Gazovik Orenburg are currently leading Russia’s second division, the Football National League. Twenty games into the season Gazovik is two points ahead of Tom Tomsk and seven points ahead of third place Arsenal Tula. The first two spots guarantee direct promotion to the Russian Football Premier League, whereas the third and fourth placed teams go into a promotion/relegation playoff.
Arsenal Tula were relegated last season, whereas Tom Tomsk narrowly missed promotion after losing their promotion/relegation playoff matchup against Ural Yekaterinburg. Before this season kicked off both clubs were considered as likely promotion candidates for this season. Another candidate was FC Tosno—located in the Leningrad oblast, many journalists and football fans were hoping that the club could finally provide Zenit Saint Petersburg with a local rival—but Tosno has had a tough season so far, and is currently in 17th place, and in the relegation zone to the Professional Football League—Russia’s third division.
But Gazovik Orenburg has taken the FNL by storm so far, and as championat.com’s Anton Mikhashenok writes, much of Gazovik’s success comes down to the fact that Orenburg have one of the most “stylish coaches not just in the Football National League, but indeed in all of Russian football” in the former FC KAMAZ Naberezhnye Chelny player Robert Yevdokimov.

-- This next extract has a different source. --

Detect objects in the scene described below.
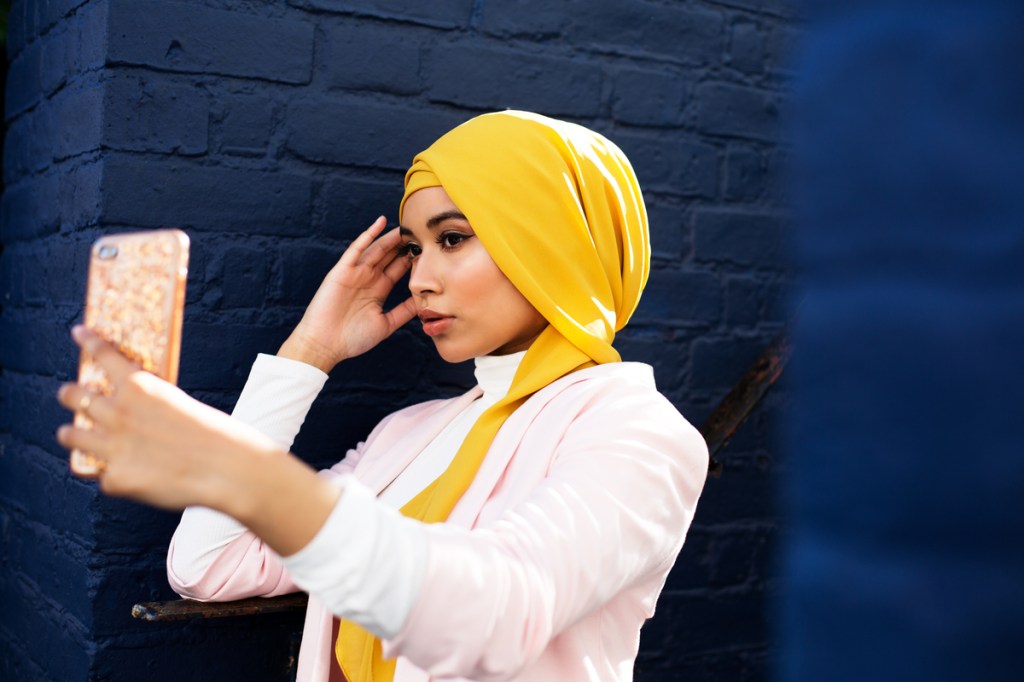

The 45-year-old Yevdokimov has Gazovik playing in a tactical formation that switches between 4-3-3 and 4-4-2, and his approach is to set up a game so that in the final stage of the attack the team has several options to score goals. Yevdokimov states that: “my job is to tell players what to do to get inside the penalty box, but inside the penalty box it is up to individual players and their skills to create goals.” Gazovik also avoids the possession game; against Spartak-2 for example Gazovik’s possession was 36%, as the Yevdokimov has its players set up for quick counter attacks.
While Yevdokimov leads the Gazovik revolution that will hopefully result in the club’s promotion in the spring, Gazovik’s management is working hard to bring the club’s infrastructure to the level required to compete in the Russian Premier League. Currently Gazovik are competing in the small but stylish Gazovik Stadium. The stadium has been recently expanded to hold 10,500 fans, and whilst still small it would meet requirements set forth by the Russian Premier League.
Furthermore, Gazovik are owned by Gazprom’s subsidiary company LLC Gazprom-Orenburg, which owns several operations in the Orenburg oblast including Europe’s largest gas refinery, and has made steady investments into the infrastructure of the club with the goal to reach promotion to the Premier League.
Travel times, and logistics make the FNL the world’s toughest football league, and Yevdokimov’s job will now be to stabilize Gazovik’s position, and to hold on to the seven-point lead throughout the spring to secure Orenburg’s promotion to the Russian Premier League. The last two years Gazovik narrowly lost out on the promotion playoffs as the club finished fifth in 2014, and 2015. Back then, however, the Russian Premier League was not part of the club’s expectations as Gazovik still lacked the necessary infrastructure required by the Premier League. But with the recent stadium expansion completed, Gazprom will expect that Yevdokimov can deliver another top division club to the Gazprom family.